Bahkan, truk dipilih karena punya salah seorang warga Citalem. Tidak perlu uang sewa, warga hanya perlu iuran membeli solar.
”Kami tak punya pilihan selain menggunakan truk. Sulit mengandalkan angkutan umum. Selain minim, biayanya terlalu mahal bagi warga desa seperti kami,” ungkap Deni.
Nestapa yang dialami sebagian warga Citalem itu rentan dialami masyarakat yang tinggal di perdesaan lainnya di Jabar. Dari laman jabarprov.go.id, 1.568 desa di Jabar belum memiliki angkutan umum. Total ada 5.957 desa di Jabar tahun 2022.
Kondisi itu butuh perbaikan. Saat ini jumlah penduduk di Jabar berdasarkan data Badan Pusat Statistik (BPS) tahun 2023 tercatat 49,40 juta jiwa. Namun, tidak semuanya sejahtera.
Data BPS hingga September 2022, tercatat 4,05 juta penduduk kategori miskin. Sebanyak 9,75 persen dari penduduk miskin tinggal di perdesaan.
Pengamat transportasi publik dari Institut Teknologi Bandung, Sony Sulaksono, mengatakan, ada tiga faktor yang memicu penggunaan truk untuk mengangkut manusia. Pertama, minimnya kesadaran warga untuk menggunakan angkutan umum yang aman. Kedua, rendahnya ketersediaan angkutan umum di wilayah perdesaan. Kondisi itu, kata Sony, dinilai belum menjadi perhatian pemerintah.
”Ketiga adalah upaya penegakan hukum yang belum optimal.

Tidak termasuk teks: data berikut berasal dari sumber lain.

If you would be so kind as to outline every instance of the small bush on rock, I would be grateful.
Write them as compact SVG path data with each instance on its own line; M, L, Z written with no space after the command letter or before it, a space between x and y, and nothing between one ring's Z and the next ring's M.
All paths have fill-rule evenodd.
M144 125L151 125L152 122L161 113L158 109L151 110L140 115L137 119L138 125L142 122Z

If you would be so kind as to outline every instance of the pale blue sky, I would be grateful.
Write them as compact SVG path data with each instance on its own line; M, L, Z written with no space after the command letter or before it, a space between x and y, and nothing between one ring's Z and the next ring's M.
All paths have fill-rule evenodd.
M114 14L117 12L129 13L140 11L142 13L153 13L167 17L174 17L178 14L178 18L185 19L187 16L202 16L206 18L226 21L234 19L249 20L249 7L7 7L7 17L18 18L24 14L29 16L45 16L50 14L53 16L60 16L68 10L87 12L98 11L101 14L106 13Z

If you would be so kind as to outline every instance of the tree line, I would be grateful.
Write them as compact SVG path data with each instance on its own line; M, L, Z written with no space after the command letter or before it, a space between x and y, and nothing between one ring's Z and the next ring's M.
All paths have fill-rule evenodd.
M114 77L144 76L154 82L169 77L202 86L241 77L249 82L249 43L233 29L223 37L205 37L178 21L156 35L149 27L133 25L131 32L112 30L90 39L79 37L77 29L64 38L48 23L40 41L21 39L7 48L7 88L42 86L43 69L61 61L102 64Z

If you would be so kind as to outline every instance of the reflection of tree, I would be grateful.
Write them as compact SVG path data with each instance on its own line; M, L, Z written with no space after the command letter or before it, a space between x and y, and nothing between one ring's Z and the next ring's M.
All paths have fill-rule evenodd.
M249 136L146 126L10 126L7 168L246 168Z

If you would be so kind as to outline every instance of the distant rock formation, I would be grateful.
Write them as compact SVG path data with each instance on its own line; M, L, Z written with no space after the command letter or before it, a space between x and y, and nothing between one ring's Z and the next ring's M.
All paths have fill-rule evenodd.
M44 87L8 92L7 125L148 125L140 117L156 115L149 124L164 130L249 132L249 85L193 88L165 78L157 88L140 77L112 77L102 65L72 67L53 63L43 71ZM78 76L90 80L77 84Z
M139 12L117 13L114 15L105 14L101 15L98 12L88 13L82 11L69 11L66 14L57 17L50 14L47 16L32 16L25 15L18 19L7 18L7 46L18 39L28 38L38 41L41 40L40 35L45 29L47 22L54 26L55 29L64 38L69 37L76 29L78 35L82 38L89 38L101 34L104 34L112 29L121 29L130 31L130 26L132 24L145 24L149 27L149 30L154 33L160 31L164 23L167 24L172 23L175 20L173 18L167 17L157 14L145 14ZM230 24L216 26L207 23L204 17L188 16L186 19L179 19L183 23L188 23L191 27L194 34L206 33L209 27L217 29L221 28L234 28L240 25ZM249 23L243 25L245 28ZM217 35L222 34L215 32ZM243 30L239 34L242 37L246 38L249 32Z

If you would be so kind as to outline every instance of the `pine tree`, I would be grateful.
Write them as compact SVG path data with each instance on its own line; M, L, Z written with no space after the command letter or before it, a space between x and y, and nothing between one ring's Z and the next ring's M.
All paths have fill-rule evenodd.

Diperlukan ketegasan dari aparat untuk mencegah penggunaan truk untuk mengangkut penumpang,” kata Sony.
Pakar transportasi dari Universitas Katolik Soegijapranata Semarang, Djoko Setijowarno, memaparkan, Pasal 303 Undang-Undang Nomor 22 Tahun 2009 tentang Lalu Lintas Angkutan Jalan telah menegaskan larangan truk digunakan sebagai angkutan untuk membawa penumpang. Truk hanya boleh digunakan mengangkut penumpang untuk evakuasi warga di lokasi bencana alam dan pengerahan aparat keamanan.
”Penggunaan truk sebagai angkutan warga diakibatkan krisis transportasi umum di perdesaan. Ketiga calon presiden dalam Pemilu 2024 harus menjadikan penyediaan angkutan umum perdesaan sebagai salah satu program prioritas,” ucap Djoko.
Duka akibat pelanggaran lalu lintas terus terjadi lewat berbagai kejadian. Pelajaran penting harus dipetik. Aturan tegas harus ditegakkan. Pemenuhan hak warga hingga ke pelosok desa mesti diperhatikan.